Thalia didn’t run away—obviously—despite Doc looking disappointed when she turned up morning after morning, still firmly under Nicky’s thumb. He had been the closest thing Thalia had to a father figure and friend. She couldn’t run away from that.
Which was so fucking sad it wasn’t even worth mentioning.
So that’s how she got by. She learned to dig out bullets, stitch up knife wounds, and watch for infection. She knew her antibiotics from the pain pills and even which pills helped with common chronic ailments like high blood pressure. What she didn’t know she looked up in Doc’s old medical books, but that didn’t come up often. The people who ran with Nicky were more likely to waltz in with a stab wound than develop diabetes or hypertension.
A fist pounded on the door. “Tallie, get dressed. The boss wants you.”
Okay, then.
“It’s the middle of the night!” she shouted through the door, adding a dramatic yawn.
“No rest for the wicked,” the man said. Everyone had to have a maxim. Fuckers.
“Speak for yourself,” she grumbled. Already dressed, she cleaned the lenses of her eyeglasses and took her time getting her kit together. Nicky’s goons didn’t need to know that she heard them coming and had been prepared to fight. It was safer to let them think she had been fast asleep.

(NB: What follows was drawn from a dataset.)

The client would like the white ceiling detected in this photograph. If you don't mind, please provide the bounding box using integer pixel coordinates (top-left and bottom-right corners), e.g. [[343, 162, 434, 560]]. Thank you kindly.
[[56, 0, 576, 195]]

Nicky’s paranoia had been growing in recent months, not that she could blame him. His line of work wasn’t the safest of professions, so it was smart to be wary. Maybe if Doc had died from liver failure the way he anticipated instead of being gunned down in a hit, Nicky might have had a bit more chill nowadays.
Just because you’re paranoid doesn’t mean they’re not after you. Another one of her mother’s sayings.

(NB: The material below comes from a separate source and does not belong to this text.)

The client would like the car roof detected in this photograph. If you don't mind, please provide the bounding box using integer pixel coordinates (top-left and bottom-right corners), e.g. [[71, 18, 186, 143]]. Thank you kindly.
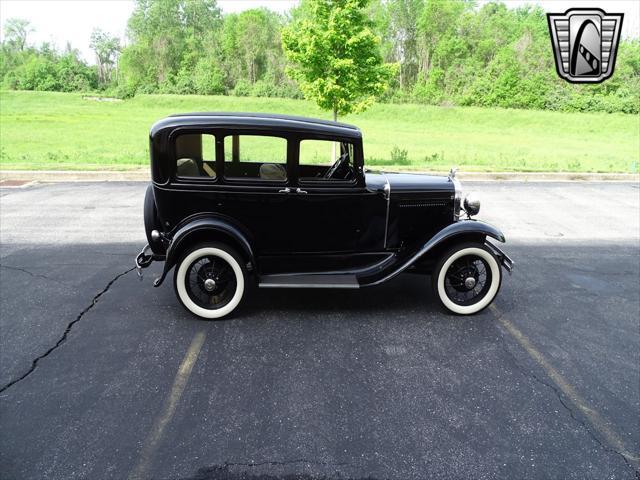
[[151, 112, 362, 138]]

Turf wars sucked, and not just from the constant vigilance required to keep from being stabbed in the back. The stress wore a person down. It wore Thalia down. Between being dragged out of bed at all hours to stitch together Nicky’s minions and listening to Nicky rant about aliens tracking people through implants, she needed a break. Or at least a few hours of decent sleep.
Thalia ran a brush through her hair for decency’s sake and pulled it back in a ponytail. Whatever Nicky needed, she figured it’d be gross and require her to keep her hair out of her face. She tugged on the ends, disappointed to see the green color already faded. Her normally dishwater blonde held color fairly well, but she tried a new brand the last time she colored her hair.
The pounding on the door resumed. “Get your ass out of bed, Tallie. They’re almost here. Nathan needs you.”
Ugh. That guy.
She swept the scattered supplies back into the bag and flung open the door. “I’m here. You can stop shouting.”
“Downstairs. Now,” the man said, his face pulled into a scowl. If she didn’t know him to be a heartless bastard, she’d say he looked worried.